Investing in one or more multi-family properties can have huge advantages over investing in single-family homes and fixing and flipping. These include access to easier and better financing opportunities, the ability to quickly grow a rental property portfolio, and the opportunity to hire a property manager. An unsold or unrented single-family investment will create a monthly income drain, whereas multi-family investments provide a steady — and often significant — cash flow, even when some units are empty.

When you invest in a multi-family property:

  1. Thoroughly research the geography and property you're considering. Use technology to expedite and broaden your search, as well as get current and specific information. Look not only at the other properties in the area but also the potential of the neighborhood (schools, access to jobs, retail stores, crime rates, etc.). If you're a new investor, start with a small and carefully curated property.
  2. Develop a complete financial picture for your investment and the future potential of the neighborhood. Some of the factors you should consider are the employment rate in the area, the rate of new construction, the vacancy rate in the building you're considering, the average rent rate, and the average price per unit — before and after renovation. Be objective and rely on solid and current data sources.
  3. Assess the renovations and improvements that may be needed to optimize your rent potential. Look at comparable buildings in the area and get a clear sense of how to best compete for market share.
  4. Secure funding from a reputable and appropriate lender. Sometimes securing a loan for a multi-family real estate investment is easier than funding other types of projects. Lenders see the potential of a steady income stream from multi-unit properties. Choosing the right lender is important and can save you in time and fees.
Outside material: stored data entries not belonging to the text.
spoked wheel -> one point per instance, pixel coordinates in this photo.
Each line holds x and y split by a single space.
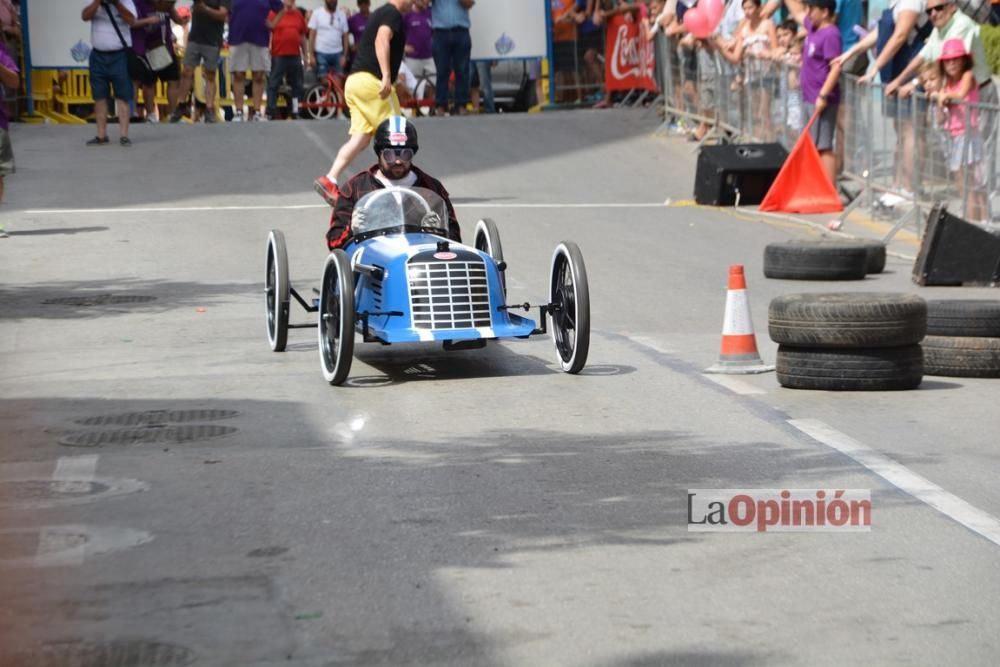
336 318
570 296
276 291
319 105
488 240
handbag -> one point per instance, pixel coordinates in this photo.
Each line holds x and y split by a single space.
158 58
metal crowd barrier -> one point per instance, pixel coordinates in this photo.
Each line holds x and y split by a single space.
899 152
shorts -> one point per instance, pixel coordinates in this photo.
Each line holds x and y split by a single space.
148 77
6 154
957 157
825 127
109 70
564 56
197 54
368 110
249 57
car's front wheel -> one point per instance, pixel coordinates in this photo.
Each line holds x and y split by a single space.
569 296
336 318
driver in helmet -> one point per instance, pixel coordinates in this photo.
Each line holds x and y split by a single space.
395 146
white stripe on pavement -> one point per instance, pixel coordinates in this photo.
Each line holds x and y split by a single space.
904 479
734 384
302 207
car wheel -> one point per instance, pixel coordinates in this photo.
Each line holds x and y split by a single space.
569 295
488 241
336 318
847 320
318 105
276 291
957 356
815 260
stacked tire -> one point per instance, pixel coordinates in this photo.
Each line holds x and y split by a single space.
823 259
848 341
963 338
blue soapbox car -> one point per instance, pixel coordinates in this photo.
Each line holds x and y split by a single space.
401 280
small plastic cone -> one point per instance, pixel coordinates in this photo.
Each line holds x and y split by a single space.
802 186
738 354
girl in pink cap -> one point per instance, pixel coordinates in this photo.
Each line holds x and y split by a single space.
965 146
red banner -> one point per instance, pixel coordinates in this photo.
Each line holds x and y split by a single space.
629 61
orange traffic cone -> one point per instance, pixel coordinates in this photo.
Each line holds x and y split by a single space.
802 186
739 354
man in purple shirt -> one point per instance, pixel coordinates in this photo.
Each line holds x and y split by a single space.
249 49
419 54
8 77
357 24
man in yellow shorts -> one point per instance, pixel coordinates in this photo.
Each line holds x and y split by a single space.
369 88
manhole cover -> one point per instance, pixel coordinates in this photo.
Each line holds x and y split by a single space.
147 436
99 300
35 493
158 417
102 654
Bank loans, private loans, and equity investors are all options.
  5. Ensure you have the right property management resources in place. You must be thoroughly prepared to deal with the maintenance of common areas, individual tenant issues, and critical ongoing needs like rent collection, renewals, and (unfortunately) evictions. Many multi-property owners choose to outsource to professional management companies. Selecting the right one can save you time, money, and stress. Technology can also streamline building management. Put the right systems in place to automate maintenance requests, rent collection, vacancy tracking, etc.
  6. Use a tenant screening service to ensure the people you're renting to will pay on time and be good neighbors.
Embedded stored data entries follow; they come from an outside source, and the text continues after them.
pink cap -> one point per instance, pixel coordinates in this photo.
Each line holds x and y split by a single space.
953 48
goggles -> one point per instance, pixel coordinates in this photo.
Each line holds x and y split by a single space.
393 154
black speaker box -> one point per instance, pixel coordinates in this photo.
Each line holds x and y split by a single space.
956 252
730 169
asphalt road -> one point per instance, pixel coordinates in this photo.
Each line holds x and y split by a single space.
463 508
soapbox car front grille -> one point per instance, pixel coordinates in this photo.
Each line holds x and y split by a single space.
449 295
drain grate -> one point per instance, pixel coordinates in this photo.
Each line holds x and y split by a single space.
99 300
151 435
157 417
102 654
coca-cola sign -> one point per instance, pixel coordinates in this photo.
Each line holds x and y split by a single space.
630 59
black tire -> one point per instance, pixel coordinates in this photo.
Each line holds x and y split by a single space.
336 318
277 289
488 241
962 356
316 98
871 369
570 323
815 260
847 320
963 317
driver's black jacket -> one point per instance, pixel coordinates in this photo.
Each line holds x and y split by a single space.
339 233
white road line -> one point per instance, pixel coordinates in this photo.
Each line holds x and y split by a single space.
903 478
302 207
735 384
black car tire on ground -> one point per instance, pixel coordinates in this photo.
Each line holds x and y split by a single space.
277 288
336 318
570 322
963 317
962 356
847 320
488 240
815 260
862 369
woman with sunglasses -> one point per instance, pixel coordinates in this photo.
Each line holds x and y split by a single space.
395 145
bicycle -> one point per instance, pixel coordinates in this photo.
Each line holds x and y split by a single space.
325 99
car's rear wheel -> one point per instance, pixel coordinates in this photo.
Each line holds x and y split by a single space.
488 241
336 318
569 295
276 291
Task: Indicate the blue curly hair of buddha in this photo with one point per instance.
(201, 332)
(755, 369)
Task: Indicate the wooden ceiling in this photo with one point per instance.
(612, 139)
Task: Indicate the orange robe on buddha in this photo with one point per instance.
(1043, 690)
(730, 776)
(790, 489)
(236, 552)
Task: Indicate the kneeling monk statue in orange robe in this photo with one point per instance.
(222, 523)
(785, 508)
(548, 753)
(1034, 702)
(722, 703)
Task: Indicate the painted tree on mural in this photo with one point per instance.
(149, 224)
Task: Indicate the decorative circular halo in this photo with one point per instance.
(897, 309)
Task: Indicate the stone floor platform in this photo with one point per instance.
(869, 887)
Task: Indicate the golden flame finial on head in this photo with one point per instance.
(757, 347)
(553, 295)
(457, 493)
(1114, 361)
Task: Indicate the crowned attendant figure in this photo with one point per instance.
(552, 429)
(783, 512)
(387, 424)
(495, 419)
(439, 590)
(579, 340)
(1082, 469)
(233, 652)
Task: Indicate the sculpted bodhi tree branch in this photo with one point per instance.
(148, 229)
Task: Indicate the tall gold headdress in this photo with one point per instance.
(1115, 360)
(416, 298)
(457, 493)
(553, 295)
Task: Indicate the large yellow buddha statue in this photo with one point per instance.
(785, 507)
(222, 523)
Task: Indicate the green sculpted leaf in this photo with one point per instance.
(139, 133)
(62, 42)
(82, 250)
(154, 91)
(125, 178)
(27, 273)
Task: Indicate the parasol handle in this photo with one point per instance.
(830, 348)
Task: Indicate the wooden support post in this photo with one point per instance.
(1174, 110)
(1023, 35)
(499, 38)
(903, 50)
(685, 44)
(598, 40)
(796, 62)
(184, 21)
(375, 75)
  7. Diversify and expand your real estate investment. As you become more confident in your real estate management skills and capable of owning and managing multi-unit properties, you may choose to expand your portfolio. Investing in different high-potential geographies or neighborhoods can be a great strategy to diversify your investment, but take into account the challenges of property management in different locales.

If you are interested in investing in multi-family properties but don't want the full responsibility of managing properties, seek out a REIT (real estate investment trust) that focuses on multi-family buildings. You'll reap the benefits of expert decision-making and a steady income but you'll be sharing the wealth with other savvy investors.